Dependency Injection
ProTest uses explicit dependency injection. You declare what a test or fixture needs using type annotations.
The Use Marker
Dependencies are declared using Annotated[Type, Use(fixture)]:
from typing import Annotated
from protest import ProTestSession, Use, fixture
session = ProTestSession()
@fixture
def database():
return Database()
@session.test()
async def test_query(db: Annotated[Database, Use(database)]):
result = await db.query("SELECT 1")
assert result == 1
The Use marker takes a function reference, not a string. This makes dependencies explicit and enables IDE navigation.

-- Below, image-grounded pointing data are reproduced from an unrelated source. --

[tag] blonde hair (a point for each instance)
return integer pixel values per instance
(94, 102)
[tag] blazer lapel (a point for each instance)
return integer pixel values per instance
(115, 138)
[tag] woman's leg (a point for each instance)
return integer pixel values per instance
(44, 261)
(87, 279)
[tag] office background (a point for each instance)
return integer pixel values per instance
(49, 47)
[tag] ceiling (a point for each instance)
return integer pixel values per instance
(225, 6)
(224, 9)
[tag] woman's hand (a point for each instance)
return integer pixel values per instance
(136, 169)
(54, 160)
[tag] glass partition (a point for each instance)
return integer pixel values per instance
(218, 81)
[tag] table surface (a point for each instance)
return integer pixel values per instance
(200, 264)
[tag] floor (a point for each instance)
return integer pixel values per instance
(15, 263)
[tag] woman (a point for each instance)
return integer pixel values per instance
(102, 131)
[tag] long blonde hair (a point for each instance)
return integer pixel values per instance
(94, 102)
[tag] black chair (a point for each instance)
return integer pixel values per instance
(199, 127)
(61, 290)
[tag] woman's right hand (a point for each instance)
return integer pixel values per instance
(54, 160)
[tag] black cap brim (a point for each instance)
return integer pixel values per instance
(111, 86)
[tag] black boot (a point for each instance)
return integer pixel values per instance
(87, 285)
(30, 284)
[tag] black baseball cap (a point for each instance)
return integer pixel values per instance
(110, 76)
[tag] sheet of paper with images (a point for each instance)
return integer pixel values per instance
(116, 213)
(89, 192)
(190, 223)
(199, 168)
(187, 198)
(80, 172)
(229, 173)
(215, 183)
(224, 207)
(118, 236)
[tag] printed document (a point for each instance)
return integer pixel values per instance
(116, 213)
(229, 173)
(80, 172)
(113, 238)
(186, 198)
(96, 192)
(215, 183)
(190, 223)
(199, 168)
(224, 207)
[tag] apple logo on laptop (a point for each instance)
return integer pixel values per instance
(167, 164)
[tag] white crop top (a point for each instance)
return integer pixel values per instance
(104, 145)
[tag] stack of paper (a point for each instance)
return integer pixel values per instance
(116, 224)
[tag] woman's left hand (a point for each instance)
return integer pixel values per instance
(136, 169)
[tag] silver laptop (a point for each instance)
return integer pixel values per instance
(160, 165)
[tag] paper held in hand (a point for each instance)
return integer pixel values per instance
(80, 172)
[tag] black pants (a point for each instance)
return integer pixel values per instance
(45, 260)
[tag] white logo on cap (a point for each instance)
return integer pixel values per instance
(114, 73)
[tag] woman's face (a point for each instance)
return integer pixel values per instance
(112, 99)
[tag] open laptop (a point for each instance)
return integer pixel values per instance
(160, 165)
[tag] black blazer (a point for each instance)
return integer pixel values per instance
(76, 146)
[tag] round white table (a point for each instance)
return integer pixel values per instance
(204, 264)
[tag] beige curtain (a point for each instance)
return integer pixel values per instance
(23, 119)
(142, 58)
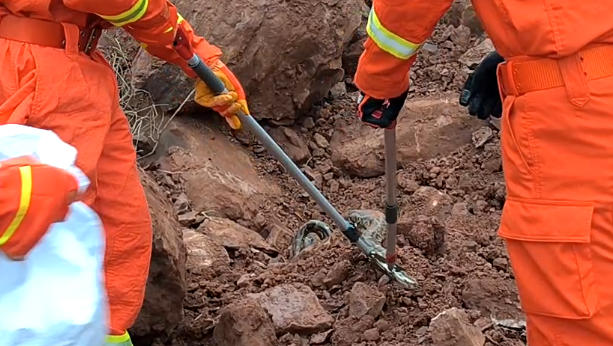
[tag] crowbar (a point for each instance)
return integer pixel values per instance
(184, 49)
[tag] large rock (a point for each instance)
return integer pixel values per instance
(287, 54)
(204, 253)
(233, 236)
(220, 177)
(166, 287)
(244, 324)
(294, 309)
(473, 56)
(426, 128)
(452, 328)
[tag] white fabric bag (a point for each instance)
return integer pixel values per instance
(56, 296)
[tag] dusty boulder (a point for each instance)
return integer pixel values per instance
(204, 253)
(287, 54)
(493, 298)
(365, 300)
(166, 287)
(452, 328)
(473, 56)
(426, 128)
(244, 324)
(294, 309)
(220, 176)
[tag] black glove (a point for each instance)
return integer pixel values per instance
(380, 113)
(480, 92)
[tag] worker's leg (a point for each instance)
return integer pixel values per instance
(76, 97)
(558, 218)
(123, 208)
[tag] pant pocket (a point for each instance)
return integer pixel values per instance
(549, 246)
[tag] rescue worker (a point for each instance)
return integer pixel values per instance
(53, 77)
(556, 87)
(33, 197)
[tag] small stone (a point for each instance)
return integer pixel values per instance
(372, 334)
(365, 300)
(481, 205)
(459, 209)
(334, 186)
(338, 273)
(470, 246)
(319, 152)
(321, 141)
(382, 325)
(339, 89)
(308, 123)
(243, 281)
(181, 203)
(321, 338)
(451, 328)
(501, 263)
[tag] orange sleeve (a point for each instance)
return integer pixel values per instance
(153, 23)
(34, 196)
(396, 31)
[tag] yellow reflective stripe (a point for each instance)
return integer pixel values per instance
(388, 41)
(24, 203)
(179, 20)
(134, 14)
(119, 340)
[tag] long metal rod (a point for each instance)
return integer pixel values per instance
(217, 86)
(391, 205)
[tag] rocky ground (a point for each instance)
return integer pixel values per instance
(225, 214)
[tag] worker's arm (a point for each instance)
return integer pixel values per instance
(153, 23)
(396, 31)
(34, 196)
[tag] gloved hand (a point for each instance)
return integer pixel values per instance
(380, 113)
(480, 92)
(227, 105)
(34, 196)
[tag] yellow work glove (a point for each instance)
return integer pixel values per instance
(227, 105)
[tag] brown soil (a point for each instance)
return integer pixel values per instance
(457, 259)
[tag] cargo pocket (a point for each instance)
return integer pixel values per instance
(549, 246)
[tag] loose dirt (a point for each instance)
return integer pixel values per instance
(252, 293)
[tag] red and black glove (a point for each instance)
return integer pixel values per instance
(480, 92)
(380, 113)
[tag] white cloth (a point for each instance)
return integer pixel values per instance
(56, 296)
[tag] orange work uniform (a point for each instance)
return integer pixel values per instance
(557, 147)
(53, 77)
(34, 196)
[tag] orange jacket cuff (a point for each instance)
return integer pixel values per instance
(33, 197)
(380, 74)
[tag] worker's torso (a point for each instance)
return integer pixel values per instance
(545, 28)
(53, 10)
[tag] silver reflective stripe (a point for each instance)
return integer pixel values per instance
(388, 41)
(120, 343)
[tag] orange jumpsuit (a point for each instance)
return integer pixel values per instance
(52, 77)
(557, 147)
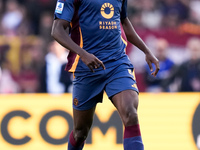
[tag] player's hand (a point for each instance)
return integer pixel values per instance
(92, 61)
(150, 58)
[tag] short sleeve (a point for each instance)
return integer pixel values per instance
(64, 10)
(124, 10)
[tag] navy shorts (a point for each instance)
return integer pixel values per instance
(88, 89)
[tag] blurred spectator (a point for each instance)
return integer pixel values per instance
(7, 83)
(53, 78)
(45, 27)
(174, 12)
(166, 64)
(31, 62)
(187, 75)
(151, 15)
(12, 17)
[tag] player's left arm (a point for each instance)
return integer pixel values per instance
(134, 38)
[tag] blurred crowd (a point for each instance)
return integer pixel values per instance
(32, 62)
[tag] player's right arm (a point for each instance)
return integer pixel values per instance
(60, 32)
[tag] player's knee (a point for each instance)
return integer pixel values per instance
(130, 117)
(80, 135)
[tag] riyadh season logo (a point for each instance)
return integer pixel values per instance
(107, 11)
(196, 127)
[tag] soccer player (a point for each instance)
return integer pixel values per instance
(90, 29)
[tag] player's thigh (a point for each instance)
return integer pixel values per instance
(126, 101)
(83, 119)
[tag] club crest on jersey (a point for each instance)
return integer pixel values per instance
(59, 7)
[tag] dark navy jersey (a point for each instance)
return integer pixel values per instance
(95, 26)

Type is a hint, not a runtime check
In Annotated[Type, Use(fixture)], Type is a type hint for your IDE and static checkers - ProTest does not validate at runtime that fixture() actually returns a Type. This matches FastAPI's behavior with Annotated[Type, Depends(fn)]: the type is taken on faith, not enforced.
@fixture()
def returns_str() -> str:
return "hello"
@session.test()
def test_mismatch(value: Annotated[int, Use(returns_str)]):
# `value` is actually a `str` at runtime - ProTest will not warn.

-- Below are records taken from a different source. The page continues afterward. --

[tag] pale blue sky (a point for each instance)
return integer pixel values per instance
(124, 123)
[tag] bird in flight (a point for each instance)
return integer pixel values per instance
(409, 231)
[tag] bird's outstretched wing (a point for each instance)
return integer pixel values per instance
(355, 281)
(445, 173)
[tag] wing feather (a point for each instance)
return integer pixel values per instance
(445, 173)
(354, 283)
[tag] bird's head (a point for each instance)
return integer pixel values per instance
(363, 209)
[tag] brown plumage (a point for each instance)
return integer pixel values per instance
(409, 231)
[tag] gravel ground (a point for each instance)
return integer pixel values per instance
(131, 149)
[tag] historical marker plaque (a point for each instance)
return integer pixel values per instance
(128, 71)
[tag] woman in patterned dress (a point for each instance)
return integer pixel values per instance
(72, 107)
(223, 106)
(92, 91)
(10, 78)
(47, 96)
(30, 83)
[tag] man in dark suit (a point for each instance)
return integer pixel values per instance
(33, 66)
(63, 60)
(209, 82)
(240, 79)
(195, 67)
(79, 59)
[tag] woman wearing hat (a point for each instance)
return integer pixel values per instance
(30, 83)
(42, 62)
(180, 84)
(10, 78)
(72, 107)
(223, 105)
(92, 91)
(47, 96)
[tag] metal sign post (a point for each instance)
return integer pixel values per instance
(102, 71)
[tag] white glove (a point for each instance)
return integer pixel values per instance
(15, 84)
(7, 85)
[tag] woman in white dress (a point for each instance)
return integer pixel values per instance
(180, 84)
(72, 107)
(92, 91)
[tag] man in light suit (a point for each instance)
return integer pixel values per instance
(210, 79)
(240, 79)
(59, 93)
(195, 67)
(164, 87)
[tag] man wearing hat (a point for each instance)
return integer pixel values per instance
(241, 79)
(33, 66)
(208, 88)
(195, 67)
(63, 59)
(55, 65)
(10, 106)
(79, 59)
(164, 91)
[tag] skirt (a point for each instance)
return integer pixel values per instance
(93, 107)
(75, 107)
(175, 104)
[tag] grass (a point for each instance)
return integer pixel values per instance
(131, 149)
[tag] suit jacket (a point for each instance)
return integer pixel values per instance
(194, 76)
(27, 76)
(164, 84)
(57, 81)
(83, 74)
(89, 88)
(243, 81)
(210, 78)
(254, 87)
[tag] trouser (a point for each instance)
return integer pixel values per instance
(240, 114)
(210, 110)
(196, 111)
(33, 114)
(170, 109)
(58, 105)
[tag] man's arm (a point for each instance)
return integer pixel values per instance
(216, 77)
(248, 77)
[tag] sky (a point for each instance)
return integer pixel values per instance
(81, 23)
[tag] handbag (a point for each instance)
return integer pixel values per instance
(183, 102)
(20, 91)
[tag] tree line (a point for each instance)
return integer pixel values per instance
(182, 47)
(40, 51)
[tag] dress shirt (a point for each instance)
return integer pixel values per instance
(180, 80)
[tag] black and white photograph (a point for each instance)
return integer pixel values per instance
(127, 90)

# The mismatch surfaces only when `value` is used as an `int`.
...
In practice this is rarely a problem: keep your fixture return types and your call-site annotations aligned, and rely on mypy/pyright for the static check on the fixture itself.
Why Function References?
Using function references instead of string names has benefits:
- IDE support: Go to definition, find usages, refactoring
- No typos: Python raises
NameErrorif you reference a non-existent function - No cycles: A function must be defined before it can be referenced, preventing circular dependencies
# This won't work - Python raises NameError
@session.test()
async def test_bad(x: Annotated[str, Use(undefined_fixture)]):
pass
def undefined_fixture():
return "oops"
Fixtures Using Fixtures
Fixtures can depend on other fixtures:
@fixture
def config():
return {"db_url": "postgres://localhost"}
@fixture
async def database(cfg: Annotated[dict, Use(config)]):
return await connect(cfg["db_url"])
# Bind both to session scope
session.bind(config)
session.bind(database)
@session.test()
async def test_query(db: Annotated[Database, Use(database)]):
# database depends on config, which is resolved first
pass
Resolution Order
ProTest resolves dependencies automatically:
- Analyze the test's parameters
- For each
Use(fixture), recursively resolve that fixture's dependencies - Execute fixtures in dependency order (dependencies first)
- Inject resolved values into the test
Caching
Fixtures are cached according to their scope:
- Session fixtures: Resolved once, reused across all tests
- Suite fixtures: Resolved once per suite
- Function fixtures: Fresh for each test
If two tests both use database, and database is session-scoped, they share the same instance.
Errors
ScopeMismatchError
Raised when a fixture depends on a narrower scope:
@fixture # Test scope (not bound)
def per_test():
return "fresh"
@fixture
def shared(x: Annotated[str, Use(per_test)]):
return x
session.bind(shared) # ERROR: session can't depend on test-scoped
Fix: Either widen the dependency's scope or narrow the dependent fixture's scope.
FixtureError
Raised when a fixture fails during execution. The error wraps the original exception and identifies which fixture failed:
Fixture errors are reported as SETUP ERROR, not test failures. This distinguishes test bugs from infrastructure issues.